Times and people are achanging.....


----------



## Prepared One (Nov 5, 2014)

So a crooked Demonrat is going to become a crooked rino?


----------



## RedLion (Sep 23, 2015)

Prepared One said:


> So a crooked Demonrat is going to become a crooked rino?


The guy has been compared to Trump, as he is a billionaire business man that sought and got office.


----------



## tango (Apr 12, 2013)

Hitching his wagon to Trump---


----------



## RedLion (Sep 23, 2015)

tango said:


> Hitching his wagon to Trump---


Actually quite smart for him to do that since Trump won WV by 32 over the beast. It would be really nice to see that douchebag liar, Senator Manchin to lose next year to a conservative.


----------



## Gator Monroe (Jul 29, 2017)

WV is Not V by any stretch


----------



## Smitty901 (Nov 16, 2012)

Just my take on this. I understand people can come to light. They can emerge from the darkness. But I need to see that fire in the soul. I need to hear him stand and testify to his sins of the past. He does not have to list each one but at least admit the wrong. He must then share the message of his rebirth with others . .
I was one high school, lost in a sea of socialism and liberal confusion. Blinded by those place over me, mislead in every way. I was shown the light. If it can happen to me it can happen to many.
But I need to know he is just just covering his ass.

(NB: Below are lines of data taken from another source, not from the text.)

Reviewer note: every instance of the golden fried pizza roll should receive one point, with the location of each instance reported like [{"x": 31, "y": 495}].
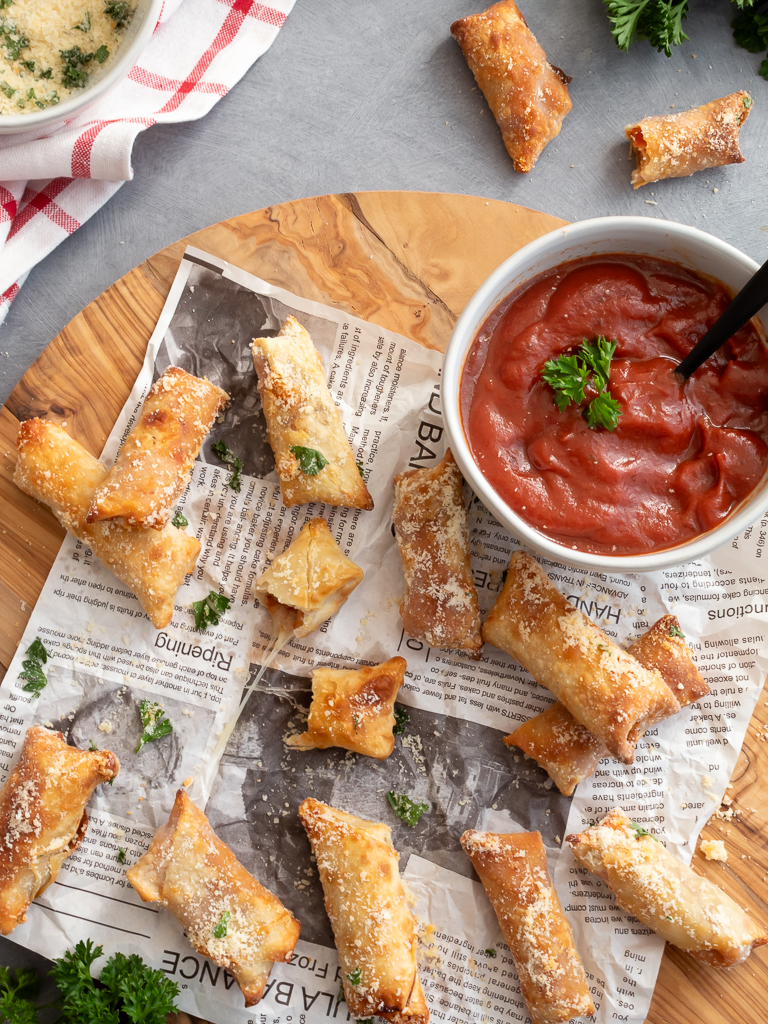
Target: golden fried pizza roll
[
  {"x": 430, "y": 522},
  {"x": 227, "y": 914},
  {"x": 665, "y": 894},
  {"x": 513, "y": 872},
  {"x": 311, "y": 452},
  {"x": 353, "y": 709},
  {"x": 373, "y": 926},
  {"x": 309, "y": 582},
  {"x": 673, "y": 145},
  {"x": 43, "y": 817},
  {"x": 154, "y": 465},
  {"x": 527, "y": 95},
  {"x": 57, "y": 470},
  {"x": 603, "y": 687}
]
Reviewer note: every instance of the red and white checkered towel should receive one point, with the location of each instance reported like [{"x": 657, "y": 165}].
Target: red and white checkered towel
[{"x": 54, "y": 179}]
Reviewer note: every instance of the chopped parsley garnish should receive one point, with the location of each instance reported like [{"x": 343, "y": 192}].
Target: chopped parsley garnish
[
  {"x": 569, "y": 375},
  {"x": 154, "y": 722},
  {"x": 208, "y": 611},
  {"x": 219, "y": 931},
  {"x": 401, "y": 718},
  {"x": 32, "y": 668},
  {"x": 406, "y": 808},
  {"x": 233, "y": 464},
  {"x": 310, "y": 460}
]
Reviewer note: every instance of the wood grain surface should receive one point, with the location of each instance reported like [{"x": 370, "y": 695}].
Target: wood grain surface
[{"x": 408, "y": 261}]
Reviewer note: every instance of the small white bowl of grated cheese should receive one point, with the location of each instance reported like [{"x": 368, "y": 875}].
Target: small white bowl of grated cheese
[{"x": 58, "y": 56}]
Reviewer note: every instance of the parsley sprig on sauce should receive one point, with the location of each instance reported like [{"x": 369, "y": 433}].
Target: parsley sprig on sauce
[{"x": 568, "y": 376}]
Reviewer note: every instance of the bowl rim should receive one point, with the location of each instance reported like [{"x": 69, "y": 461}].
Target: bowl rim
[
  {"x": 15, "y": 124},
  {"x": 462, "y": 338}
]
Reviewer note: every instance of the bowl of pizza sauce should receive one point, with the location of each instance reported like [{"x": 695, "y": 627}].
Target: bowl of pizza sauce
[{"x": 566, "y": 417}]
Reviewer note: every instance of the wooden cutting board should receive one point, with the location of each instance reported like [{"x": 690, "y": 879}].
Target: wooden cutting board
[{"x": 409, "y": 261}]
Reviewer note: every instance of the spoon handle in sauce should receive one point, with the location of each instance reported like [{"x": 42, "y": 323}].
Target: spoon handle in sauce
[{"x": 752, "y": 298}]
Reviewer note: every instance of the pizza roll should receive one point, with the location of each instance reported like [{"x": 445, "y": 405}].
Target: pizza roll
[
  {"x": 311, "y": 452},
  {"x": 43, "y": 817},
  {"x": 673, "y": 145},
  {"x": 430, "y": 522},
  {"x": 353, "y": 709},
  {"x": 56, "y": 470},
  {"x": 373, "y": 926},
  {"x": 513, "y": 872},
  {"x": 665, "y": 894},
  {"x": 602, "y": 686},
  {"x": 154, "y": 465},
  {"x": 527, "y": 95},
  {"x": 309, "y": 582},
  {"x": 566, "y": 751},
  {"x": 227, "y": 914}
]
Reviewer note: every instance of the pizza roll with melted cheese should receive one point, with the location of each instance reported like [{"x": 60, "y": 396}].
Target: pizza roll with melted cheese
[
  {"x": 665, "y": 894},
  {"x": 43, "y": 817},
  {"x": 303, "y": 423},
  {"x": 227, "y": 914},
  {"x": 527, "y": 95},
  {"x": 513, "y": 872},
  {"x": 430, "y": 522},
  {"x": 154, "y": 465},
  {"x": 373, "y": 926},
  {"x": 673, "y": 145},
  {"x": 309, "y": 582},
  {"x": 568, "y": 752},
  {"x": 353, "y": 709},
  {"x": 603, "y": 687},
  {"x": 56, "y": 470}
]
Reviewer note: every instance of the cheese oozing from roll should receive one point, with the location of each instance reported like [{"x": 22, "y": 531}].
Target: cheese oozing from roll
[
  {"x": 56, "y": 470},
  {"x": 665, "y": 894},
  {"x": 373, "y": 926},
  {"x": 155, "y": 463},
  {"x": 353, "y": 709},
  {"x": 513, "y": 872},
  {"x": 227, "y": 914},
  {"x": 42, "y": 815},
  {"x": 603, "y": 687},
  {"x": 430, "y": 522},
  {"x": 300, "y": 414}
]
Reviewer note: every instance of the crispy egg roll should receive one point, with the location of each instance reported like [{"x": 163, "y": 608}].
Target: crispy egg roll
[
  {"x": 56, "y": 470},
  {"x": 527, "y": 95},
  {"x": 673, "y": 145},
  {"x": 603, "y": 687},
  {"x": 373, "y": 926},
  {"x": 430, "y": 522},
  {"x": 665, "y": 894},
  {"x": 302, "y": 422},
  {"x": 513, "y": 872},
  {"x": 353, "y": 709},
  {"x": 227, "y": 914},
  {"x": 309, "y": 582},
  {"x": 155, "y": 463},
  {"x": 43, "y": 816},
  {"x": 566, "y": 751}
]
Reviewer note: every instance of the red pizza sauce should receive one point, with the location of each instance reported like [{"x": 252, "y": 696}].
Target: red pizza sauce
[{"x": 684, "y": 455}]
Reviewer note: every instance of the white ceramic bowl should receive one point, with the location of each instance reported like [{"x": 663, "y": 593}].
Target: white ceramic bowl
[
  {"x": 100, "y": 80},
  {"x": 639, "y": 236}
]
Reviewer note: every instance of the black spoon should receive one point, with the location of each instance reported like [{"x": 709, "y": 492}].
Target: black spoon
[{"x": 752, "y": 298}]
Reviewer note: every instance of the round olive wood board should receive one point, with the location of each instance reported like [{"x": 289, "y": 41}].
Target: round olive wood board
[{"x": 409, "y": 261}]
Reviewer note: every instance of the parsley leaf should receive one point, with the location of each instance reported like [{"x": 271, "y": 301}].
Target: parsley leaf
[
  {"x": 233, "y": 464},
  {"x": 401, "y": 718},
  {"x": 154, "y": 722},
  {"x": 310, "y": 461},
  {"x": 208, "y": 611},
  {"x": 406, "y": 808}
]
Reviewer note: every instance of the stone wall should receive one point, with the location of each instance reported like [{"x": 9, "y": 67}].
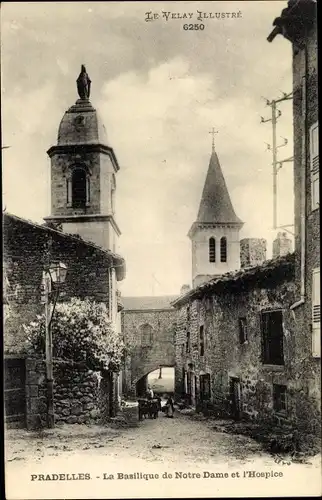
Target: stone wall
[
  {"x": 76, "y": 395},
  {"x": 80, "y": 395},
  {"x": 225, "y": 357},
  {"x": 142, "y": 359},
  {"x": 305, "y": 114},
  {"x": 87, "y": 275}
]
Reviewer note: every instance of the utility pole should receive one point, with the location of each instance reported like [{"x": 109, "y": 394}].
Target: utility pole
[{"x": 275, "y": 114}]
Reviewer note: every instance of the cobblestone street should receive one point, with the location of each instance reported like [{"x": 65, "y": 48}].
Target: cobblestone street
[{"x": 177, "y": 444}]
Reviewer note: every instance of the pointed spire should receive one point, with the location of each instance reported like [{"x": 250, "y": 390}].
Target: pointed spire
[
  {"x": 215, "y": 205},
  {"x": 213, "y": 132}
]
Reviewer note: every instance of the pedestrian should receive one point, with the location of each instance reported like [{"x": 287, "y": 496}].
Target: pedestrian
[
  {"x": 169, "y": 407},
  {"x": 159, "y": 402}
]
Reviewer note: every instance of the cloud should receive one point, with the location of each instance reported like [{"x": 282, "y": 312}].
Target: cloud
[{"x": 159, "y": 90}]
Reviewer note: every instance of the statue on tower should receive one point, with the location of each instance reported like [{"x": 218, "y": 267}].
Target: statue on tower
[{"x": 83, "y": 84}]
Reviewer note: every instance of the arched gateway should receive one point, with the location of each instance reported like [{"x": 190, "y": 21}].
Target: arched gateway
[{"x": 149, "y": 334}]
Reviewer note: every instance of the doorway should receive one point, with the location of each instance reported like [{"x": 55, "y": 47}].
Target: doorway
[{"x": 235, "y": 398}]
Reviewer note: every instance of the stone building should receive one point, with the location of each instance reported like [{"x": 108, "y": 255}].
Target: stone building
[
  {"x": 148, "y": 328},
  {"x": 215, "y": 234},
  {"x": 298, "y": 24},
  {"x": 238, "y": 341},
  {"x": 82, "y": 233}
]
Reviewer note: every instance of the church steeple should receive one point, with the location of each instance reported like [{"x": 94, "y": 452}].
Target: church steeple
[
  {"x": 215, "y": 233},
  {"x": 215, "y": 205},
  {"x": 83, "y": 173}
]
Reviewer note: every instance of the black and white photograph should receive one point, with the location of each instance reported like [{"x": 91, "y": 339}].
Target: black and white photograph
[{"x": 161, "y": 249}]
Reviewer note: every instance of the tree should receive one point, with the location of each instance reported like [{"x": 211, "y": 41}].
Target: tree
[{"x": 81, "y": 331}]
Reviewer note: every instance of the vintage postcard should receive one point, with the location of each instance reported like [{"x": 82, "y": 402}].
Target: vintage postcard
[{"x": 161, "y": 269}]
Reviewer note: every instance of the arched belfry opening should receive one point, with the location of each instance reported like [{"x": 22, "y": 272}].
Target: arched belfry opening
[
  {"x": 223, "y": 249},
  {"x": 83, "y": 173},
  {"x": 212, "y": 249}
]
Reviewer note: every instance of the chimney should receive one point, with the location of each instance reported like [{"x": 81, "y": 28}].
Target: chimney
[
  {"x": 282, "y": 245},
  {"x": 252, "y": 252},
  {"x": 184, "y": 289}
]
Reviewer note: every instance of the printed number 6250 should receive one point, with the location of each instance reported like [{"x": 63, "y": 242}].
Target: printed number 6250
[{"x": 194, "y": 27}]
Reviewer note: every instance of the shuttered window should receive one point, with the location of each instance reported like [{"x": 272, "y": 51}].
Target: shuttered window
[
  {"x": 314, "y": 165},
  {"x": 316, "y": 314}
]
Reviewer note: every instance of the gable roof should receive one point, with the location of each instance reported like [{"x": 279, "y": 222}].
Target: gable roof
[
  {"x": 271, "y": 271},
  {"x": 115, "y": 259},
  {"x": 148, "y": 303}
]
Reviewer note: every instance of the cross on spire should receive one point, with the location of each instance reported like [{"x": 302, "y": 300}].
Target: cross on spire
[{"x": 213, "y": 132}]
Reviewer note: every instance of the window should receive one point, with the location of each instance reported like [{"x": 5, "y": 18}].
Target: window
[
  {"x": 279, "y": 397},
  {"x": 205, "y": 392},
  {"x": 316, "y": 314},
  {"x": 272, "y": 337},
  {"x": 223, "y": 249},
  {"x": 146, "y": 335},
  {"x": 79, "y": 190},
  {"x": 314, "y": 165},
  {"x": 188, "y": 342},
  {"x": 212, "y": 250},
  {"x": 242, "y": 330},
  {"x": 202, "y": 340},
  {"x": 188, "y": 314}
]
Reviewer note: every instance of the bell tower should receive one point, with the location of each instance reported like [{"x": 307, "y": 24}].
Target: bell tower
[
  {"x": 215, "y": 234},
  {"x": 83, "y": 173}
]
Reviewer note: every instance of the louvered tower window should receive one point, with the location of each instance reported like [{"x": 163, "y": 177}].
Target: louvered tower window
[
  {"x": 223, "y": 249},
  {"x": 212, "y": 250},
  {"x": 79, "y": 189},
  {"x": 314, "y": 165},
  {"x": 316, "y": 314}
]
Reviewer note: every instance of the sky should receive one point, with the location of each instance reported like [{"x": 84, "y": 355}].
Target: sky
[{"x": 159, "y": 90}]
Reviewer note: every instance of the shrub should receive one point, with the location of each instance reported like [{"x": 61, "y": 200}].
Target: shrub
[{"x": 81, "y": 331}]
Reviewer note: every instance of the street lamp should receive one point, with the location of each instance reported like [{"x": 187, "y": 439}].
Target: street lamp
[{"x": 54, "y": 277}]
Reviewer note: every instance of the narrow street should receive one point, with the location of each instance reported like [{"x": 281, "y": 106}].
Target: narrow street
[{"x": 150, "y": 446}]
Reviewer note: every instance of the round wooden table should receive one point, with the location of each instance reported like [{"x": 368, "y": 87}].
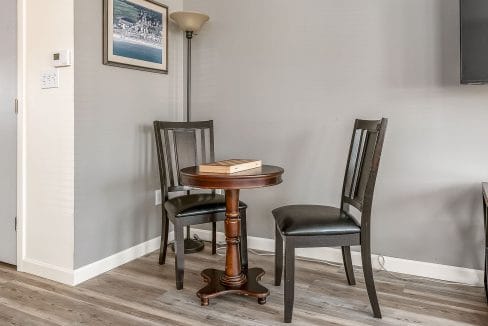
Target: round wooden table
[{"x": 233, "y": 279}]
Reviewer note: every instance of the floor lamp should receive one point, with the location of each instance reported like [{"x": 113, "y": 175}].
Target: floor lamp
[{"x": 190, "y": 23}]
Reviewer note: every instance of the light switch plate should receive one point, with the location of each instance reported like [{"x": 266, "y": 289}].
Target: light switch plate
[{"x": 50, "y": 79}]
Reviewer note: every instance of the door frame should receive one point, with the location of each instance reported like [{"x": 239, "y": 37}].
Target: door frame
[{"x": 20, "y": 132}]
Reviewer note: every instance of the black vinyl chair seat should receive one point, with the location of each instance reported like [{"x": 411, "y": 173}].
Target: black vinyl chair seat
[
  {"x": 316, "y": 226},
  {"x": 298, "y": 220},
  {"x": 197, "y": 204}
]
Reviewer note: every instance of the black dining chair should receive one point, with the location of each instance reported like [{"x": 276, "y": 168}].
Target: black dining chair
[
  {"x": 179, "y": 145},
  {"x": 305, "y": 226}
]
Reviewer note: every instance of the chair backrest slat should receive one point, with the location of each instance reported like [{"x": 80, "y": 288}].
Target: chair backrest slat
[
  {"x": 179, "y": 145},
  {"x": 362, "y": 165}
]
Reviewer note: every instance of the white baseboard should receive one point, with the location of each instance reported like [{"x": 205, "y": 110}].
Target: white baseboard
[
  {"x": 392, "y": 264},
  {"x": 52, "y": 272},
  {"x": 87, "y": 272}
]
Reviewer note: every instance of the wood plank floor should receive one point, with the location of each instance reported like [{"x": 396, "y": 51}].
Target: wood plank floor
[{"x": 143, "y": 293}]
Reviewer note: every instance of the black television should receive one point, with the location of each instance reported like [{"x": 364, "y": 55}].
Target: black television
[{"x": 474, "y": 41}]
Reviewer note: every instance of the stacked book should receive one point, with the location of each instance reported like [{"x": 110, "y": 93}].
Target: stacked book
[{"x": 229, "y": 166}]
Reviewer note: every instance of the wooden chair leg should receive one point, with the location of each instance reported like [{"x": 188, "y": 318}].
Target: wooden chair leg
[
  {"x": 278, "y": 257},
  {"x": 179, "y": 255},
  {"x": 164, "y": 238},
  {"x": 243, "y": 243},
  {"x": 346, "y": 257},
  {"x": 368, "y": 279},
  {"x": 214, "y": 238},
  {"x": 289, "y": 279}
]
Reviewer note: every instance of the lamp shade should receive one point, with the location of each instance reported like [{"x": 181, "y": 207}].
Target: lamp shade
[{"x": 189, "y": 21}]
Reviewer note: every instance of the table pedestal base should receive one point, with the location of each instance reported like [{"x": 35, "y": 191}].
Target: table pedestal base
[{"x": 214, "y": 288}]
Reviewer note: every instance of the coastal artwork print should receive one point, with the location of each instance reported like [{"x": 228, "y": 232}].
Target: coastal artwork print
[{"x": 136, "y": 34}]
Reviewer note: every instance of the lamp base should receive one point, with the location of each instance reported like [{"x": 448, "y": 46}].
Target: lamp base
[{"x": 191, "y": 246}]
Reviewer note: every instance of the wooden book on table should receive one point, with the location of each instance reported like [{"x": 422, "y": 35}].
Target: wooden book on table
[{"x": 229, "y": 166}]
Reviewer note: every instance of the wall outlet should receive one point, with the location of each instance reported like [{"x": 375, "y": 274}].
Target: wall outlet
[
  {"x": 157, "y": 197},
  {"x": 50, "y": 79}
]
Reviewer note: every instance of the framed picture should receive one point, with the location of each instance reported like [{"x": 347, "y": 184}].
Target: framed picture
[{"x": 136, "y": 35}]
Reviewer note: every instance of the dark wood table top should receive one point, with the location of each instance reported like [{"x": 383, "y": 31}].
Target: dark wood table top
[{"x": 266, "y": 175}]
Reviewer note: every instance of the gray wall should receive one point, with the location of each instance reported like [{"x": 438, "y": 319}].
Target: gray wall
[
  {"x": 284, "y": 80},
  {"x": 115, "y": 169}
]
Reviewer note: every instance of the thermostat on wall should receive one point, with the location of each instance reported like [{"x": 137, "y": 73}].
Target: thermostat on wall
[{"x": 62, "y": 58}]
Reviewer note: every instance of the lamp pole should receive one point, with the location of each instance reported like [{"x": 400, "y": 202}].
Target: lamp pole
[
  {"x": 189, "y": 36},
  {"x": 189, "y": 22}
]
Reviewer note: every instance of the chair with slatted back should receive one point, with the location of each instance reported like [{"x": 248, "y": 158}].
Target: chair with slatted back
[
  {"x": 179, "y": 145},
  {"x": 304, "y": 226}
]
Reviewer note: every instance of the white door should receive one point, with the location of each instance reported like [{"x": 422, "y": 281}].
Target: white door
[{"x": 8, "y": 130}]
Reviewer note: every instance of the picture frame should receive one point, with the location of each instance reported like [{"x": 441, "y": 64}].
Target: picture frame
[{"x": 135, "y": 35}]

By the way . What Trump did and said on stage tonight he needs to be doing every week and turn twitter off . Except to jack with CNN every now and then a 0200.


----------



## Moonshinedave (Mar 28, 2013)

I don't know, he came into office, and the very first thing he did was raise taxes on everything he could think of, seems pretty democrat to me.


----------



## Gator Monroe (Jul 29, 2017)

Moonshinedave said:


> I don't know, he came into office, and the very first thing he did was raise taxes on everything he could think of, seems pretty democrat to me.


Is he a Gungrabber ? (Bloomberg $$)


----------



## Moonshinedave (Mar 28, 2013)

Gator Monroe said:


> Is he a Gungrabber ? (Bloomberg $$)


Anti gun people don't fare too well around these parts, democrat nor republican.


----------



## Gator Monroe (Jul 29, 2017)

Moonshinedave said:


> Anti gun people don't fare too well around these parts, democrat nor republican.


Like the Governor of Virginia ?


----------



## stowlin (Apr 25, 2016)

Gator Monroe said:


> Like the Governor of Virginia ?


That race had a big libertarian vote that got him elected
https://en.m.wikipedia.org/wiki/Virginia_gubernatorial_election,_2013

6.5 for a libertarian while republican was a tea party conservative


----------



## azrancher (Dec 14, 2014)

rstanek said:


> Times and people are achanging.....





Moonshinedave said:


> I don't know, he came into office, and the very first thing he did was raise taxes on everything he could think of, seems pretty democrat to me.


Just a wolf in sheep's clothing, it's a smart tactic... we need to be wary!

*Rancher*


----------



## Boss Dog (Feb 8, 2013)

In South Carolina, our Governor Carroll Campbell (1987 to 1995) helped "convert a lot of demorats to the GOP and developed a huge political machine that still holds the reigns today. All he did was change SC to a rino state. Still corrupt, still slipping in taxes on us, still won't allow anymore gun rights.


----------